Salmo responsorial (Sal 117)
La palabra se hizo carne y acampó entre nosotros.
Glorifica al Señor, Jerusalén; alaba a tu Dios, Sión: que ha reforzado los cerrojos de tus puertas,
y ha bendecido a tus hijos dentro de ti ®
Ha puesto paz en tus fronteras, te sacia con flor de harina. Él envía su mensaje a la tierra, y su palabra corre veloz ®
Anuncia su palabra a Jacob, sus decretos y mandatos a Israel; con ninguna nación obró así, ni les dio a conocer sus mandatos ®

 

Lectura de la carta a los efesios (1, 3-6.15-18)
Bendito sea Dios, Padre de nuestro Señor Jesucristo,
que nos ha bendecido en la persona de Cristo
con toda clase de bendiciones espirituales y celestiales.
Él nos eligió en la persona de Cristo, antes de crear el mundo,
para que fuésemos santos e irreprochables ante él por el amor.
Él nos ha destinado en la persona de Cristo, por pura iniciativa suya, a ser sus hijos, para que la gloria de su gracia,
que tan generosamente nos ha concedido en su querido Hijo,
redunde en alabanza suya.
Por eso yo, que he oído hablar de vuestra fe en el Señor Jesús y de vuestro amor a todos los santos, no ceso de dar gracias por vosotros, recordándoos en mi oración, a fin de que el Dios de nuestro Señor Jesucristo, el Padre de la gloria, os dé espíritu de sabiduría y revelación para conocerlo.
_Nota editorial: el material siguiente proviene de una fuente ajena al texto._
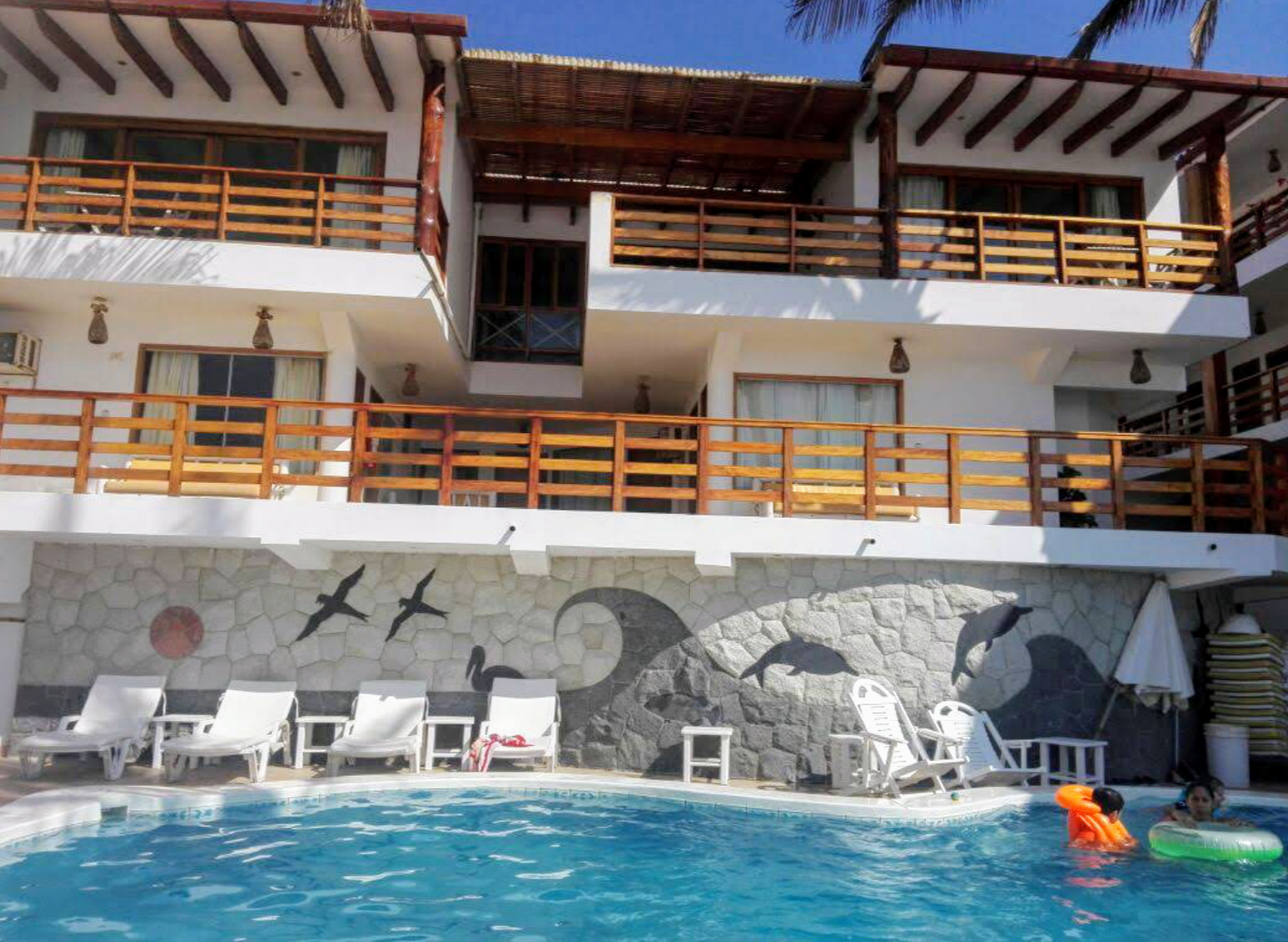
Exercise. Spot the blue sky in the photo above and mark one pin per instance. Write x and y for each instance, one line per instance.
(749, 34)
Ilumine los ojos de vuestro corazón, para que comprendáis cuál es la esperanza a la que os llama, cuál la riqueza de gloria que da en herencia a los santos.

 

Evangelio de Juan 1, 1-18
En el principio ya existía la Palabra, y la Palabra estaba junto a Dios, y la Palabra era Dios. La Palabra en el principio estaba junto a Dios. Por medio de la Palabra se hizo todo, y sin ella no se hizo nada de lo que se ha hecho. En la Palabra había vida, y la vida era la luz de los hombres. La luz brilla en la tiniebla, y la tiniebla no la recibió. La Palabra era la luz verdadera, que alumbra a todo hombre. Al mundo vino, y en el mundo estaba; el mundo se hizo por medio de ella, y el mundo no la conoció. Vino a su casa, y los suyos no la recibieron. Pero a cuantos la recibieron, les da poder para ser hijos de Dios, si creen en su nombre. Estos no han nacido de sangre, ni de amor carnal, ni de amor humano, sino de Dios. Y la Palabra se hizo carne y acampó entre nosotros, y hemos contemplado su gloria: gloria propia del Hijo único del Padre, lleno de gracia y de verdad. Juan da testimonio de él, al declarar: “Este es aquel del que yo dije: El que viene tras de mí que me ha precedido, porque existía antes que yo”. En efecto, de su plenitud todos hemos recibido bendición tras bendición. Porque la Ley fue dada por medio de Moisés, pero la gracia y la verdad nos vinieron por medio de Jesucristo. A Dios nadie le vio jamás; el Hijo único, que es Dios y vive en íntima unión con el Padre, nos le ha dado a conocer.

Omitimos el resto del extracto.